Vor der Bühne wogt ein Meer aus Regenschirmen

Los geht das etwa anderthalbstündige Konzert mit „Life is a Cabaret“, ein Stück weit programmatisch für das, was da kommen wird, nämlich eine musikalisch bunte Mischung aller Stile. Vor der Bühne wogt dazu unter dem andauernden Nieselregen ein Meer aus Regenschirmen.

Bei „Something stupid“, bekannt geworden durch Frank Sinatra und seiner Tochter Nancy, stimmt das Publikum erstmals lautstark ein, eine Gruppe von Besuchern mit eigentümlichen Kopfbedeckungen, Rentiere, Drahtkonstruktionen und Schnapsgläser an den Mützen, tut sich hier besonders hervor.

Ein bisschen deplatziert wirkt Vivanco bisweilen auf der Bühne, will sie doch im eleganten schwarzen Kleid nicht so ganz zu der Stall-Optik passen, die durch die Heuberge auf der Bühne entsteht, die dort noch von der Krippe liegen, die sich hier noch bis zum Vortag befand. Besser fügt sich da schon ihr feiner Soprangesang ein, mit dem sie an diesem Tag bei ihren Solo-Stücken überwiegend den besinnlichen Teil des Konzertes bestreitet. Doch auch Rock-Songs, etwa von Evanescence, zählen zum Repertoire.

Es folgt der Weihnachtsklassiker „Let it snow“, gut gemeint, doch bleibt der Wunsch der Musiker unerhört, der Regen prasselt weiter unbarmherzig auf Schirme und Kapuzen. So werden bei dem Duett „Endless Love“ dann auch die Regenschirme anstatt von Feuerzeugen geschwenkt. Glühwein sorgt bei den Besuchern trotz der unweihnachtlichen Witterung für sichtbares und bei „Que sera, sera“ auch für hörbar wohliges Befinden.

Es folgt unter anderem eine Hip-Hop-Variante von „Stille Nacht“, bei der Janke annähernd sämtliche Rap-Klischees in Kurzform durchdekliniert, Gestik und Mimik, „Yo, Yo, Yo“-Gebrabbel inklusive. Vivanco ist dann zumeist diejenige, die musikalisch den Bogen zurück zu den klassischen Weihnachtsliedern findet und spannt.
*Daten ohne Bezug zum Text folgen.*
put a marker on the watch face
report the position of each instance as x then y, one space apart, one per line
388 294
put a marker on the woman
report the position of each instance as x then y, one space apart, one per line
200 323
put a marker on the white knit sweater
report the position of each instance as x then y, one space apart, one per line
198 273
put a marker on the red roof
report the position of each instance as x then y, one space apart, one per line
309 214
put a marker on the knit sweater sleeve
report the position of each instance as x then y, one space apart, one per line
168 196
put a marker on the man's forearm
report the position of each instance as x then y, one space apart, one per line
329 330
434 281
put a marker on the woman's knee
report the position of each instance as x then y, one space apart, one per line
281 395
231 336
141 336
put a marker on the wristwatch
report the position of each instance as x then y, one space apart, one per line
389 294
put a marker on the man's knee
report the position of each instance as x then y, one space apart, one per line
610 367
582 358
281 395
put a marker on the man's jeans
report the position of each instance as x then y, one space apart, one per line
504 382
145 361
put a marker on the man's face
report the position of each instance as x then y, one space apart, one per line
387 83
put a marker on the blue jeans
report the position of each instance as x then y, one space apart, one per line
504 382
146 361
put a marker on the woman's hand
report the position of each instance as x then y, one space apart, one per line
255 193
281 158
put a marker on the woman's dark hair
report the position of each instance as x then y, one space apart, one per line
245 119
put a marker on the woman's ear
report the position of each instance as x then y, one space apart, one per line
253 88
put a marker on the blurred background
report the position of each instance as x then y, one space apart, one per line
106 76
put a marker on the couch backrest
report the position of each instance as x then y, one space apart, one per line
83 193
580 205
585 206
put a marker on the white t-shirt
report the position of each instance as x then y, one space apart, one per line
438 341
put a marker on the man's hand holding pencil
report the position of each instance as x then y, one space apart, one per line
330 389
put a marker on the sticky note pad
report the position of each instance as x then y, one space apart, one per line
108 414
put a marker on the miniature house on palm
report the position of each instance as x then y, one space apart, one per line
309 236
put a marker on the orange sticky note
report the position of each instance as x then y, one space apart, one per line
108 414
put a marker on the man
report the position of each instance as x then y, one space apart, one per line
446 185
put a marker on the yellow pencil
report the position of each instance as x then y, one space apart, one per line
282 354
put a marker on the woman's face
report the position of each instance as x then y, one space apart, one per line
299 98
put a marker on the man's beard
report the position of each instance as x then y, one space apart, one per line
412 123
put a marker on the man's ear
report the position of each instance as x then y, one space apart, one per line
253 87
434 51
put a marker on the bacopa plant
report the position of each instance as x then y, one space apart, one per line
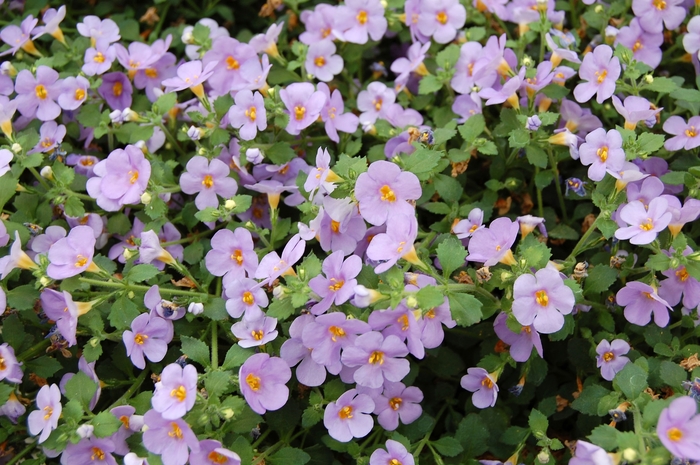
372 232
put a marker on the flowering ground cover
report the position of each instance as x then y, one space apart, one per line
372 232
Gehuldigt wird an Heiligabend auch den beiden in den vergangenen Tagen verstorbenen Udo Jürgens und Joe Cocker. Für das ironiefrei vorgetragene „Merci Cherie“ rückt Janke seinen Hocker ganz nah ans Publikum. Von Cocker gibt es später noch im Duett „Up where we belong“ zu hören. Ein weiterer Höhepunkt ist das von Janke vorgetragene „Ohne Dich“ von Selig, vielleicht der deutschsprachige Herzschmerz-Rock-Song der 90er Jahre.

Der Abschluss des Konzertes gerät dann mit einem Rammstein-Stück krachend-lautstark. Aus „Hier kommt die Sonne“ wird hier passend zu Wetter und Anlass allerdings „Hier kommt der Heiland“.